No padding please: efficiently processing variable-sized examples in deep learning with applications to neural handwriting recognition
Gideon Maillette de Buy Wenniger, Lambert Schomaker and Andy Way


Neural methods are dominating in the field of handwriting recognition.
In neural handwriting recognition, a text image is consumed by a neural network that incrementally extract features and makes predictions about the presence of specific characters in each region of the image. These predictions are finally collapsed into a sequence of character probabilities, that is typically consumed by a decoder with language model to form complete recognitions.
The connectionist temporal classification (CTC) loss function is applied to train the network.

For both feature extraction and incremental prediction, multi-dimensional long-short term memory (MDLSTM) is a particularly useful building block. But MDLSTMs have a high computational cost. For this reason, increasing efficiency when working with MDLSTMs is crucial for scalable application.
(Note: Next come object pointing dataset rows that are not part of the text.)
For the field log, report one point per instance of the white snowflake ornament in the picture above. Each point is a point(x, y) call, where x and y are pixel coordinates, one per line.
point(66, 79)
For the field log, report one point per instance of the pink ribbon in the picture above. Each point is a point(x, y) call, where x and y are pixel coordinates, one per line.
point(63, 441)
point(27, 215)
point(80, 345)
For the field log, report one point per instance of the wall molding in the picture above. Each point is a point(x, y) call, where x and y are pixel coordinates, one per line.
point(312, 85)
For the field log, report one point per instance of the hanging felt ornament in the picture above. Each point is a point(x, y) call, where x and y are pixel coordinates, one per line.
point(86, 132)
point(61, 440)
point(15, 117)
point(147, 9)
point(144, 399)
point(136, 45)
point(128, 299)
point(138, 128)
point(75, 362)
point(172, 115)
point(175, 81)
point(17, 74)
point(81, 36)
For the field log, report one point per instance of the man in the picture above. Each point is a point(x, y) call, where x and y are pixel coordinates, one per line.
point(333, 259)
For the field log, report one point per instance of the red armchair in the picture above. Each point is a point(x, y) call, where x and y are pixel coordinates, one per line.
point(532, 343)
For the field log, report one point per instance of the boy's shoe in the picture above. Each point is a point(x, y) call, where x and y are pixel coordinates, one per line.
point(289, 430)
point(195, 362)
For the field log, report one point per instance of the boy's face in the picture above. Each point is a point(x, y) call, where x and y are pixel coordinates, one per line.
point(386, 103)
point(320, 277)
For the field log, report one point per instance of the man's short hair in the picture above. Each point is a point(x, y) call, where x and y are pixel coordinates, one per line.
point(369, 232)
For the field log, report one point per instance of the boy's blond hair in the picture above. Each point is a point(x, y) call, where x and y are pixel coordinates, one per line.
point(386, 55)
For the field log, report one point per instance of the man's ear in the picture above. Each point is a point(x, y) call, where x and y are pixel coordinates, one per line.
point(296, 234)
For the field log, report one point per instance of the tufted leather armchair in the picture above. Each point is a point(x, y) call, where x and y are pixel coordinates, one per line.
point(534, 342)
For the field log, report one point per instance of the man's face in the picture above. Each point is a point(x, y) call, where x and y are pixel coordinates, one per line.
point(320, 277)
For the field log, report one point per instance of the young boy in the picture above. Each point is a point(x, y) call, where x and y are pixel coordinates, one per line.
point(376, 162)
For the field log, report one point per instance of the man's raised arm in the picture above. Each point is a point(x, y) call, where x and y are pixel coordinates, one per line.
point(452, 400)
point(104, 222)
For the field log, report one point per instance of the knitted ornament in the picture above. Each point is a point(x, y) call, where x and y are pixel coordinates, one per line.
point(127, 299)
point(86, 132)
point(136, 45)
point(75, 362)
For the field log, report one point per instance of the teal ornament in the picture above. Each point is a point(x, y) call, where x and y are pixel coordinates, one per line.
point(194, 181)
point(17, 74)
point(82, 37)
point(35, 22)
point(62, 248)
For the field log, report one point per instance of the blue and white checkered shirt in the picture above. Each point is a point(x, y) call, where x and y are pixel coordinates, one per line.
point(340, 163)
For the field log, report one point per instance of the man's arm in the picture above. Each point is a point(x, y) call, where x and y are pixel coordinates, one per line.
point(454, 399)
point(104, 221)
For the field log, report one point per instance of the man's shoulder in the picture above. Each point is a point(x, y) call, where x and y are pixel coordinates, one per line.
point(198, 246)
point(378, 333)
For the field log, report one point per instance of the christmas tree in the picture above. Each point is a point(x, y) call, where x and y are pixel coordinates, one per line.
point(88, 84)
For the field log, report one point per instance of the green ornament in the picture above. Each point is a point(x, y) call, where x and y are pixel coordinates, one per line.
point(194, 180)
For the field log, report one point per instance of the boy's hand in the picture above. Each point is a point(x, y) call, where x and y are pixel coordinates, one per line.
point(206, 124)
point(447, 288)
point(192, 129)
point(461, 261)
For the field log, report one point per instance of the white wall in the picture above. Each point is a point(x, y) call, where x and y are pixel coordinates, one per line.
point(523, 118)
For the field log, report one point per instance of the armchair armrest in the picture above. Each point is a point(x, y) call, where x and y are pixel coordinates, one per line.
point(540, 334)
In this work I present three methods to increase efficiency when working with MDLSTMs, combined with efficient pytorch implementations of these methods: 1) Examples packing: tiling multiple examples into one, nearly removing all padding, 2) Convolutions with grouping: employing special convolutions to parallelly compute several linear layers with different inputs, outputs and weights, 3) Multi-GPU computation with example lists: support efficient multi-gpu computation without the need to pad examples to same-sized tensors.

These proposed algorithms and techniques are applied to the task of handwriting recognition, and tested on the IAM Handwriting Database, showing their effectiveness. Notably, the proposed techniques can also readily be applied to neural speech recognition or other deep learning problems dealing with variable-sized inputs.